The Wyoming Game and Fish Department (WGFD) is continuing a project to return sauger to their native waters.
Sauger were once native to the North Platte River system in eastern Wyoming, but they were extirpated sometime in the mid-1940s.
In 2017, WGFD began reintroducing sauger in the North Platte River upstream of Glendo Reservoir. Since then, the department has gathered information about sauger migration and movement patterns and if a weir in the river near Orin Junction is preventing migration of sauger and other native fish.

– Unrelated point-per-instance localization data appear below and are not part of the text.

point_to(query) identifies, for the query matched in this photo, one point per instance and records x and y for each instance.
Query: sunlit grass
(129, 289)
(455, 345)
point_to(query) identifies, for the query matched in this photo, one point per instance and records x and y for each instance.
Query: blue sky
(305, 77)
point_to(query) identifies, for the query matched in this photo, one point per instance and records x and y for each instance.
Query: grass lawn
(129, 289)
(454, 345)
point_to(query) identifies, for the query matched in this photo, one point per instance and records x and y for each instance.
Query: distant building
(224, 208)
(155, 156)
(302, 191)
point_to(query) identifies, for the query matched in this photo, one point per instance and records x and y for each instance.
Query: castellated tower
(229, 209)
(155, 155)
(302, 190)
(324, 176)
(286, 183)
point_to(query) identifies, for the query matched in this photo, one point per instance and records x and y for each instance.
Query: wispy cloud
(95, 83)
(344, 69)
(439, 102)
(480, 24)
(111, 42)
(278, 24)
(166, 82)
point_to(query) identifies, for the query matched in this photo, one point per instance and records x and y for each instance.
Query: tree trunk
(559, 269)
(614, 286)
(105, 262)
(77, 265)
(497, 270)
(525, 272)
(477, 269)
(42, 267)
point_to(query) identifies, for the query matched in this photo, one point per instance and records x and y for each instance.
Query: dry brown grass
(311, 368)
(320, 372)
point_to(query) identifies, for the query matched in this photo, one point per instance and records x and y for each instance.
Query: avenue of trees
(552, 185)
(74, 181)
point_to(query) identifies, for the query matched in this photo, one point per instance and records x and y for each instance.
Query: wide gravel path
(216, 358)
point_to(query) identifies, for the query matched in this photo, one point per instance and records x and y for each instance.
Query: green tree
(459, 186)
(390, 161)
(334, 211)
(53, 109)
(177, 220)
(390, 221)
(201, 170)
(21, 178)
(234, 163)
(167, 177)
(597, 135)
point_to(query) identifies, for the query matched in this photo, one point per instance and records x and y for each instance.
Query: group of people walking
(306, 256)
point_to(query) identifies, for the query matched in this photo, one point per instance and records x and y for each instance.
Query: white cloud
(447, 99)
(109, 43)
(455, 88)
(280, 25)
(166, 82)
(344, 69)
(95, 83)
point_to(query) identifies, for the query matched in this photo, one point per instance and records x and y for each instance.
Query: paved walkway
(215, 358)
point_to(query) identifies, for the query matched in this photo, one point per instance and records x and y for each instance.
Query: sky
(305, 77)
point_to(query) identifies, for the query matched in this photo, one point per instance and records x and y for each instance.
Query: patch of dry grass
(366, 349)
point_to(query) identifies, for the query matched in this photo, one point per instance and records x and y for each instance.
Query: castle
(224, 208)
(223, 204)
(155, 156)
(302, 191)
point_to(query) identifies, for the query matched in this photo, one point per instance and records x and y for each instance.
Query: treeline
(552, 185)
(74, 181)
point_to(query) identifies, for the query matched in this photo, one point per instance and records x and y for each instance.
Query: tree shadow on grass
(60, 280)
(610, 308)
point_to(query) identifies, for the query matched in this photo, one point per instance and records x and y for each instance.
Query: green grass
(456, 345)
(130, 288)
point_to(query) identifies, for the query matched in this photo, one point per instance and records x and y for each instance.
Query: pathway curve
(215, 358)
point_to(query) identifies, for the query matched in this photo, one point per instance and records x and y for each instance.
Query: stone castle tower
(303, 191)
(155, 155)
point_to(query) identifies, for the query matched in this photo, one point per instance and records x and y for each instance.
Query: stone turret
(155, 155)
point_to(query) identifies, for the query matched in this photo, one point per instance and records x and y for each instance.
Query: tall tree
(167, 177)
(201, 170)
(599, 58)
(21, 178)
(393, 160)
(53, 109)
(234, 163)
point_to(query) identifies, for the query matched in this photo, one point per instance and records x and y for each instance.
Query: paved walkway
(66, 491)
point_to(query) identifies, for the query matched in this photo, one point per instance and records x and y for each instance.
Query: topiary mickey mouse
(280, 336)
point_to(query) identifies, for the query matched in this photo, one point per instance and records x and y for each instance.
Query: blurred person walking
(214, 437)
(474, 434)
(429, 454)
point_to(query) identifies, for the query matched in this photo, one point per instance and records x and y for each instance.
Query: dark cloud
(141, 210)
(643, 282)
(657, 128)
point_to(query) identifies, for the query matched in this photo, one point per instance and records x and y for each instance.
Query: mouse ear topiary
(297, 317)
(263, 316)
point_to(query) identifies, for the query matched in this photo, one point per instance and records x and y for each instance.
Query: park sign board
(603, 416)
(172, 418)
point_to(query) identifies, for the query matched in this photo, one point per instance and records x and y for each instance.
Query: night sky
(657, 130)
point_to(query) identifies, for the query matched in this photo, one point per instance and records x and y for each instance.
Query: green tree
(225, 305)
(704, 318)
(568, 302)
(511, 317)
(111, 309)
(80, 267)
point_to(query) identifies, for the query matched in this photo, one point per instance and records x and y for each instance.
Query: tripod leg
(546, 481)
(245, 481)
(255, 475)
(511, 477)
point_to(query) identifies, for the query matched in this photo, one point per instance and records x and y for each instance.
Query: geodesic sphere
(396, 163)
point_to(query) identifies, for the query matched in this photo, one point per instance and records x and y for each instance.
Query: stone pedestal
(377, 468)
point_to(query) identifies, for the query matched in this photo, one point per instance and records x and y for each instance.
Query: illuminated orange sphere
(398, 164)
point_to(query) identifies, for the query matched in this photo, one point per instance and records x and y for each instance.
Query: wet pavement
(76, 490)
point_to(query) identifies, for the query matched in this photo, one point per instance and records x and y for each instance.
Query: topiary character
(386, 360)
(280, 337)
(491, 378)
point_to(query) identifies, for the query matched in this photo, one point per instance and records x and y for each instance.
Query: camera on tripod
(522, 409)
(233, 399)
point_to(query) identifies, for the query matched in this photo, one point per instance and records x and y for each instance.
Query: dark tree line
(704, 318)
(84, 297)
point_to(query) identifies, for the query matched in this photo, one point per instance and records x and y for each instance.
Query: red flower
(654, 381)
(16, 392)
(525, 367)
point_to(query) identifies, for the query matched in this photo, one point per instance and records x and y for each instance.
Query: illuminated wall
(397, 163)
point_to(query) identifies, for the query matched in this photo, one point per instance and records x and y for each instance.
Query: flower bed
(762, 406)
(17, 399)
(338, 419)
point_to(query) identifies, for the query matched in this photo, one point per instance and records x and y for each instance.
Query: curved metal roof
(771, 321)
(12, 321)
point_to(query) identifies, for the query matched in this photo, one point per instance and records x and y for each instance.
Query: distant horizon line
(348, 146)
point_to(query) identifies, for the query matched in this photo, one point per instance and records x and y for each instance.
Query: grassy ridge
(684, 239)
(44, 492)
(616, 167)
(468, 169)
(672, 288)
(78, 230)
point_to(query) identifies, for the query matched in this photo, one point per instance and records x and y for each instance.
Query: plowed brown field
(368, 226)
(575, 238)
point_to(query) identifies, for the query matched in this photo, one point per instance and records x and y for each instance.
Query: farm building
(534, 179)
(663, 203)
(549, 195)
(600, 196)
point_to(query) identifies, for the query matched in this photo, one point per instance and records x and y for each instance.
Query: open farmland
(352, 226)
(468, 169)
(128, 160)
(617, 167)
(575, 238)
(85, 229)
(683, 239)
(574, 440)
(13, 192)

As part of the project, biologists placed radio tags in sauger, channel catfish, shorthead redhorse, and quillback below the weir. When fish swim by or over the weir each tag has a unique signal picked up by tracking stations next to the weir. Numbered floy tags are inserted into each fish.
Anglers who catch tagged fish are encouraged to release them and asked to contact the phone number on the tag whether they release or harvest tagged fish.

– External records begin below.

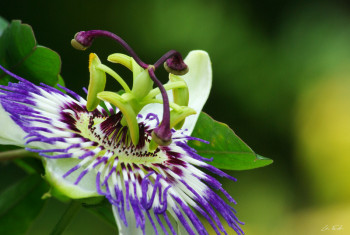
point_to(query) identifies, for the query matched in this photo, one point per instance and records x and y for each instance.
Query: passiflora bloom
(131, 148)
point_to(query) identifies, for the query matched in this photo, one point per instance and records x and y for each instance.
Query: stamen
(173, 63)
(162, 134)
(84, 39)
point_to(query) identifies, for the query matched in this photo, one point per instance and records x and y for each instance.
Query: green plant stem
(18, 153)
(66, 218)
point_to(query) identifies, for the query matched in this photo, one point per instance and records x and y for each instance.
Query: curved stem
(90, 35)
(66, 218)
(166, 56)
(164, 128)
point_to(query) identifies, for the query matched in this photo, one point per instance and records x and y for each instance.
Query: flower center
(131, 103)
(108, 133)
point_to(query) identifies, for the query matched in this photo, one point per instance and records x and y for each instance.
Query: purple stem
(163, 130)
(168, 55)
(86, 38)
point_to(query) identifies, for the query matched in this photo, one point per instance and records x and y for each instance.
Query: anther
(173, 63)
(162, 134)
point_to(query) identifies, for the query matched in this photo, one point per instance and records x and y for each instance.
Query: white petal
(199, 80)
(56, 168)
(10, 132)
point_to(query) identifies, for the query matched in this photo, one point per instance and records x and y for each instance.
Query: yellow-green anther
(121, 59)
(142, 85)
(97, 82)
(115, 76)
(177, 118)
(127, 110)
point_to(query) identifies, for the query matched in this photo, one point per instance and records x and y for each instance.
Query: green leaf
(3, 24)
(20, 204)
(226, 148)
(104, 211)
(20, 53)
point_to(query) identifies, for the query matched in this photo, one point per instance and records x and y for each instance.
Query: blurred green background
(281, 82)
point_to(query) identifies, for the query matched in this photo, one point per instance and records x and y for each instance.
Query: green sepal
(121, 59)
(177, 117)
(97, 82)
(127, 110)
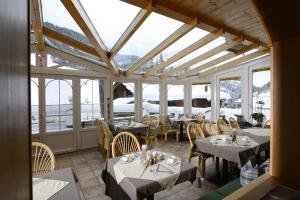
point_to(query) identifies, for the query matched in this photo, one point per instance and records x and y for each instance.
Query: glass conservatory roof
(111, 19)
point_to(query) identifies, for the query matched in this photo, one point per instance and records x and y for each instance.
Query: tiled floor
(88, 164)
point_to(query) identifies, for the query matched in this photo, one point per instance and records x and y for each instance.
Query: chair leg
(217, 165)
(190, 157)
(203, 167)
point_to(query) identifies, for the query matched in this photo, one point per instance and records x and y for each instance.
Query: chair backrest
(210, 128)
(105, 135)
(145, 119)
(267, 124)
(223, 126)
(233, 123)
(125, 143)
(194, 132)
(42, 158)
(200, 117)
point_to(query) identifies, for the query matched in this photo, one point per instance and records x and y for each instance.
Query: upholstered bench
(223, 191)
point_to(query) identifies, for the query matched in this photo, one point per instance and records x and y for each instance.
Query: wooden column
(285, 142)
(280, 22)
(15, 143)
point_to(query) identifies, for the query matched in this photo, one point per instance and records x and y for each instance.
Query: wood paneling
(15, 144)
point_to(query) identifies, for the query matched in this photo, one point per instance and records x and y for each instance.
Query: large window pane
(201, 99)
(230, 97)
(110, 18)
(123, 101)
(59, 105)
(35, 106)
(92, 102)
(261, 92)
(150, 99)
(175, 101)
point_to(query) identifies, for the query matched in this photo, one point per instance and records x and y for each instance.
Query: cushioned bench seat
(223, 191)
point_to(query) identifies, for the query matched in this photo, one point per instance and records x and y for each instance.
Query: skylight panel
(198, 52)
(110, 18)
(56, 14)
(152, 32)
(187, 40)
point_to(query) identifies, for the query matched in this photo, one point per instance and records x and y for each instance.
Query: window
(59, 105)
(123, 101)
(175, 101)
(261, 92)
(230, 97)
(150, 102)
(147, 37)
(201, 99)
(92, 101)
(35, 117)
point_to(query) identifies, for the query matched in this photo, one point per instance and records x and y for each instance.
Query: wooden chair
(233, 123)
(200, 117)
(152, 134)
(42, 158)
(125, 143)
(167, 129)
(210, 128)
(223, 126)
(195, 132)
(145, 119)
(105, 138)
(267, 124)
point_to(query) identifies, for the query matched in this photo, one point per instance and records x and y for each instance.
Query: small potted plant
(258, 117)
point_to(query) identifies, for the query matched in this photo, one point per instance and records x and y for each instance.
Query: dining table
(138, 187)
(66, 175)
(235, 152)
(181, 122)
(135, 128)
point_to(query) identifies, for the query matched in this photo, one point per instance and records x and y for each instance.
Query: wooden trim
(234, 63)
(184, 29)
(131, 29)
(256, 189)
(167, 9)
(217, 61)
(261, 69)
(69, 41)
(202, 57)
(193, 47)
(37, 23)
(76, 10)
(75, 59)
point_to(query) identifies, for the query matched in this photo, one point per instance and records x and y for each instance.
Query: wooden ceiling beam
(182, 15)
(193, 47)
(131, 29)
(204, 56)
(76, 10)
(69, 41)
(184, 29)
(234, 63)
(37, 23)
(75, 59)
(217, 61)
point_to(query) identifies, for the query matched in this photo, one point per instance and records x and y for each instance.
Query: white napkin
(43, 189)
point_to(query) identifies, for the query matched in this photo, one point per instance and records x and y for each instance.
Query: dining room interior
(149, 99)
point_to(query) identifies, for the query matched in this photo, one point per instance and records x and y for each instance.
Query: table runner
(43, 189)
(138, 189)
(135, 169)
(239, 155)
(133, 127)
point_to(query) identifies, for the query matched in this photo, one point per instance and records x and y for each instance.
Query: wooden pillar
(15, 143)
(281, 23)
(285, 142)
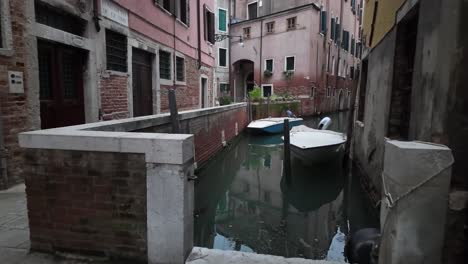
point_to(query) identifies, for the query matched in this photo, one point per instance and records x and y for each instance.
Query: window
(269, 65)
(332, 28)
(209, 26)
(180, 69)
(58, 19)
(267, 90)
(116, 51)
(291, 23)
(224, 88)
(271, 27)
(290, 63)
(323, 22)
(252, 10)
(246, 32)
(222, 19)
(222, 57)
(165, 65)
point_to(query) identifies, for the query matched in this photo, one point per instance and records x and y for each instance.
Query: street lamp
(221, 37)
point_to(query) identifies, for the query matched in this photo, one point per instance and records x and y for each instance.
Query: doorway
(204, 92)
(142, 86)
(61, 70)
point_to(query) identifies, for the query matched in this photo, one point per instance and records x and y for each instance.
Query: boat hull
(275, 128)
(319, 154)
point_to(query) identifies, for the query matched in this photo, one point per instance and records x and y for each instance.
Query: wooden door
(142, 83)
(61, 85)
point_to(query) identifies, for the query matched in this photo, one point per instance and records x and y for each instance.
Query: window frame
(252, 3)
(295, 23)
(286, 63)
(226, 20)
(184, 72)
(219, 57)
(272, 89)
(272, 64)
(171, 56)
(273, 27)
(6, 38)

Through early June, two sauger, five shorthead redhorse, two channel catfish, and two quillback moved over the weir. There are plans to tag several more of each species next spring, according to Nick Hogberg, Game and Fish fisheries biologist in the Casper Region.
Since 2017, Game and Fish has stocked about 950,000 fry and fingerling sauger in this area.
“In addition to bringing back a native species we would like to have back in this system, sauger will provide a component of diversity to the Glendo fishery,” Hogberg said. “They are susceptible to a lot of the same fishing techniques as walleye. We’ve already seen anglers catching them and hope that will continue into the future as they become established and hopefully sustain themselves.”